Secretary Geithner, I know Treasury's international programs are ones you worked on for many years before becoming secretary.  I hope you will provide the Committee with your insight so we can better understand this large request for Fiscal Year 2012.

The President’s budget includes $3.4 billion for Treasury’s international affairs programs, which is $1.2 billion, or 58%, over the enacted 2010 levels.  I would also like to highlight that this is more than a doubling of funds since 2009 and more than a 150% increase since 2008.

All of these funds are contributions to international financial institutions, with the exception of the Treasury Technical Assistance and bilateral debt relief programs.  Last year, I asked that you justify the need for such a large increase for multilateral assistance during an economic crisis here at home.

This year, the fiscal situation is even direr.  The United States is facing record budget deficits.  The President's fiscal commission released its report calling for freezing or cutting discretionary spending.  I know I don't have to remind you that we are all facing a very different budget situation than last year.

Support for increases to the multilateral development banks was already in doubt before this budget was formulated.  Now, this administration is requesting almost $2 billion in appropriations for capital increases and putting the U.S. taxpayer on the hook for another $40 billion in potential liabilities.

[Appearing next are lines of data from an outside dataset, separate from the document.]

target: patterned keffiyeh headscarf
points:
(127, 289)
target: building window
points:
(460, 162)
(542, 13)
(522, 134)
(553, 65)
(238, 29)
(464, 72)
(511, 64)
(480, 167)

Mr. Secretary, this committee never consented to these capital increases.  Authorization bills are needed for each bank spelling out specific reforms and possibly withholding funds until reforms are met.  I cannot support writing a blank check to these institutions.

Large multi-year capital increases and other global commitments will be extremely difficult to justify without convincing evidence that taxpayer dollars will be used in a more effective and transparent manner than they have been in the past.

Mr. Secretary, I can predict that this subcommittee will face very difficult choices this year. We will have to look at each request to determine what is critical to our national security.  We must prioritize spending by looking at what works, what has good oversight, and what is not duplicated elsewhere.  I urge you to approach the Subcommittee with your request in that context today and as the year progresses.

Finally, I want to mention the unique role the Treasury Department plays in U.S. foreign policy.  Your work to administer sanctions against countries like Iran and Libya, and to track terrorist financing, is critical.  Members will want to hear your comments on these important matters.  

Thank you, and I look forward to your testimony.